It’s September so there are Plums

It’s September now, and whatever happened to the summer, which this year seems to have passed in the blink of an eye? Although this is one of my favourite months, nonetheless it always holds for me a feeling of slight melancholy. The leaves are beginning to turn and the days are shortening rapidly as we hurtle towards autumn, the cooler months – and of course Christmas! At which thought I soon cheer up again!

This has been a fantastic year in the garden for all kinds of fruit and vegetables.  I am overwhelmed with courgettes (zucchini) as I always seem to plant too many!  I have also been busily peeling, chopping and pureeing apples for the freezer, which reminds me of my own mother.  I enjoyed a country childhood, and we had a small orchard to the side of our house – half a dozen apple trees, a couple of plums and a damson. The apples were prolific fruiters, and each year she would freeze huge quantities of apple puree, taking the last container from her chest freezer (very 1970’s) as the first apples from the new harvest were falling from the trees.  She had a recipe book called “A Hundred Different Ways with Apples” and I am convinced we ate every single recipe in that book.  It was years before I could face eating any more of them!

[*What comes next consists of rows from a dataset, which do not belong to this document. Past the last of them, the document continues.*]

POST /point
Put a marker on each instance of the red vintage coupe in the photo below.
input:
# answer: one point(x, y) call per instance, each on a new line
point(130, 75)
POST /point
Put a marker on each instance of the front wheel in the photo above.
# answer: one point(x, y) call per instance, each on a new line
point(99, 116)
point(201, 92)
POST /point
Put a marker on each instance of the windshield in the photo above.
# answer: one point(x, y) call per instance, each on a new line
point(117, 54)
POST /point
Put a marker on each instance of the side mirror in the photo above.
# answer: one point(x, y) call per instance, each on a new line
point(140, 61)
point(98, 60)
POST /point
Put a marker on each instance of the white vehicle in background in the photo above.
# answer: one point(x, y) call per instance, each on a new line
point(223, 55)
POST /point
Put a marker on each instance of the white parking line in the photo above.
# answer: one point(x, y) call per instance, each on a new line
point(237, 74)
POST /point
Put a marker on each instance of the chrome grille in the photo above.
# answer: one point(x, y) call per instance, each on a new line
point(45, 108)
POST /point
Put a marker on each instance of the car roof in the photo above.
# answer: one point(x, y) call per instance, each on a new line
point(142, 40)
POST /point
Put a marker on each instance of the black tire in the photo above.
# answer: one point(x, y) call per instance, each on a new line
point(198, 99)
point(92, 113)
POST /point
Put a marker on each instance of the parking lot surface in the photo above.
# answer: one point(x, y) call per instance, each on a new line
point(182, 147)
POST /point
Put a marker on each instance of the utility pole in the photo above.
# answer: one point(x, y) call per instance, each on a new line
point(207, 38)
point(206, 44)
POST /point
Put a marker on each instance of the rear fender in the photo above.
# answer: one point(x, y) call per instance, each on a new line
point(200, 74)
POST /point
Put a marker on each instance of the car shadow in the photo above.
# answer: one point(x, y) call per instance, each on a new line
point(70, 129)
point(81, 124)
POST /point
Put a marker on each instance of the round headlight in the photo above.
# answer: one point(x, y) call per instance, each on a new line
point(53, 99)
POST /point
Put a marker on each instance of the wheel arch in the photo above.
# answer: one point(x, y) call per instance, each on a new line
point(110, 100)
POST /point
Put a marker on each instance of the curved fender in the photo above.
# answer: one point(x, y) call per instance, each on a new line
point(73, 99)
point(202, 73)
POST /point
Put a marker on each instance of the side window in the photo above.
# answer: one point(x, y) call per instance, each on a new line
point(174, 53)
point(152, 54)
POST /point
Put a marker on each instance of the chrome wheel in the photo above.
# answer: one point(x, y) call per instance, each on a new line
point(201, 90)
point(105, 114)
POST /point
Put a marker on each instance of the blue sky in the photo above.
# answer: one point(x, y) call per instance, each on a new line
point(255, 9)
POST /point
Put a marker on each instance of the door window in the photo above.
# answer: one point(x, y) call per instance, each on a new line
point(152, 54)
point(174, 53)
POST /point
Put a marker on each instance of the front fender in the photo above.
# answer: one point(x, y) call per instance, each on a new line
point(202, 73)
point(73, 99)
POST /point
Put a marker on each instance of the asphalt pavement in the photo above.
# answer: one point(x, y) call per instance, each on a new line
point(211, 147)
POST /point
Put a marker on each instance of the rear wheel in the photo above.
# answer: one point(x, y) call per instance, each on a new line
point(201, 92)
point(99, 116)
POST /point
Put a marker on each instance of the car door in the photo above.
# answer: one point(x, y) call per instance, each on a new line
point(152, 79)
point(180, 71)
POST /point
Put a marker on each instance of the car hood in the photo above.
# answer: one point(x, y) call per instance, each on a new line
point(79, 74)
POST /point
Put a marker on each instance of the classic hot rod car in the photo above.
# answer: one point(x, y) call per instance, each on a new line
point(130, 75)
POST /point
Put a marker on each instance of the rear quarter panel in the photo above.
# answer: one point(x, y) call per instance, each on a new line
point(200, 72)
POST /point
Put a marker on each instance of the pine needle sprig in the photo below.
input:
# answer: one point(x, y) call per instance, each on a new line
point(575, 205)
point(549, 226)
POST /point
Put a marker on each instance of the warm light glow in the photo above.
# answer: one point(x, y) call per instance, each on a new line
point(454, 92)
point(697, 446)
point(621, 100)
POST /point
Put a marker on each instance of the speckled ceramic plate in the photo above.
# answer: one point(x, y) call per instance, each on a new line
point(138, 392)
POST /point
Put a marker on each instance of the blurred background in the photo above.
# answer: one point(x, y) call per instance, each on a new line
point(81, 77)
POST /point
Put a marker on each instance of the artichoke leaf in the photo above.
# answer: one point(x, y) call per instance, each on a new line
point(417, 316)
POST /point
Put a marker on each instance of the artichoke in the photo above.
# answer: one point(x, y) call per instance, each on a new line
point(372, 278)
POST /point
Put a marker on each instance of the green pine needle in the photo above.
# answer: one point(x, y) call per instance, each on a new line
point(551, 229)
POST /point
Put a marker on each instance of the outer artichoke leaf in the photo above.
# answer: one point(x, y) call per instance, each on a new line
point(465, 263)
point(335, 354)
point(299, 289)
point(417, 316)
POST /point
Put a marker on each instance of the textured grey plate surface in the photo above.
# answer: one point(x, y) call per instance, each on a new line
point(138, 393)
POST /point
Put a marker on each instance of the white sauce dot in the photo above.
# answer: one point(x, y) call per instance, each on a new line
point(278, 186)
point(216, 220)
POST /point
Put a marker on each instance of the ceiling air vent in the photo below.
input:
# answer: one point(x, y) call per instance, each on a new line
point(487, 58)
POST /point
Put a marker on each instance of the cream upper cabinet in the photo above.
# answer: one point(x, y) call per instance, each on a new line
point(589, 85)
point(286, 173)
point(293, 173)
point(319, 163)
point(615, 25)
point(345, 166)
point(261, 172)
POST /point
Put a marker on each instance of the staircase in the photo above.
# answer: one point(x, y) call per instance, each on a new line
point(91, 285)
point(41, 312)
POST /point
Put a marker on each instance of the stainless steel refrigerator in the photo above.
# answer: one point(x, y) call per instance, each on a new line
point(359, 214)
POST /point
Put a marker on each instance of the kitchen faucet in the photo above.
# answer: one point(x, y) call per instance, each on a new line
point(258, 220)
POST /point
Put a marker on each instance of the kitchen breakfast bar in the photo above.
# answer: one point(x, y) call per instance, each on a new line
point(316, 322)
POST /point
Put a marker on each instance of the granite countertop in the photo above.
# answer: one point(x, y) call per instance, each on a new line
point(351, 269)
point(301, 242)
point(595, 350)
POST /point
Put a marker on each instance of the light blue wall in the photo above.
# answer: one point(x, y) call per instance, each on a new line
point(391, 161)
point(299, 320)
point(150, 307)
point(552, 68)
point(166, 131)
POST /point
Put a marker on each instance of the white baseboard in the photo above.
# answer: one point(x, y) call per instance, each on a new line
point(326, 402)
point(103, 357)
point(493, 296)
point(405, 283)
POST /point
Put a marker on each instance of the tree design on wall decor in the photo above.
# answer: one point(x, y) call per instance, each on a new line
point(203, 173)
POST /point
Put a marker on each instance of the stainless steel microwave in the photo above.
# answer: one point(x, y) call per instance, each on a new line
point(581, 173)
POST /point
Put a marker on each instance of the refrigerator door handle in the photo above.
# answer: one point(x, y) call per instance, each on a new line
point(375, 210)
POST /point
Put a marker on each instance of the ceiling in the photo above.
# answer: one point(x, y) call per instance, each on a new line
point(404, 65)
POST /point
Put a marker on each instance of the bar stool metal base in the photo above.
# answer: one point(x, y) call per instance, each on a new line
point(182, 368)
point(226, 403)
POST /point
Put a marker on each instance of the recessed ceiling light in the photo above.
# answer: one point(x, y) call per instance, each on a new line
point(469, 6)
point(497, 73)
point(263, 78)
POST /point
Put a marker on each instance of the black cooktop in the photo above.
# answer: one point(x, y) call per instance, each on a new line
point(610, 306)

Although I do eat apples today, I prefer plums, damsons, and even greengages, though these can be rather tart and are perhaps an acquired taste. Plums have been around here in the UK for a very long time as wild plums, damsons and sloes have been naturalised here since the Ice Age.  The Romans cultivated plums, and many varieties survived through the Dark Ages in monastery gardens, although they’re less frequently mentioned than apples or pears. When the hull of Henry VIII’s flagship, the Mary Rose which sank in the Solent in 1545 was raised to the surface in 1982, it was found to contain several hundred plum stones of five recognisable varieties, including the damson.

Plum Crumble

A favourite early autumn recipe of mine is plum (rather than the rather more usual apple) crumble and so I thought I’d share it with you here in case you too have a lot of fruit to use up this year….

Heat the oven to 200C/180C fan/gas 6. Put 800g Victoria plums (halved and stoned) into the base of a shallow dish about 28cm long. Mix together 50g light brown sugar, finely grated zest of one orange, 1 teaspoon each of cinnamon and plain flour and sprinkle over the plums. Trickle over 2 tablespoons of water.

Rub together with your fingers 250g plain flour and 150g of softened butter.  Stir through 80g each of caster and demerara sugar together with 50g ground almonds. Scatter the crumble over the plums and bake in the oven for 30–40 mins until golden brown. Leave for about 15 mins before serving with custard or cream.

CLICK HERE for a quick look inside the September Magazine

I love putting the magazine together, as I find out so many interesting things that I’d probably never otherwise have discovered.  In the September magazine for example,  you can read about one of the first female entrepreneurs in the Lake District, discover Indian whitework and why muslin was considered rather risque in the early part of the nineteenth century!  I’m already working on the October edition, and will be including an article on Louisa Pesel (inspired by my most recent read – Tracy Chevalier’s “A Single Thread” and have begun stitching the first design too.  It’s October, so there will be pumpkins galore as well as lots of other autumn-themed, (and Christmas too) designs.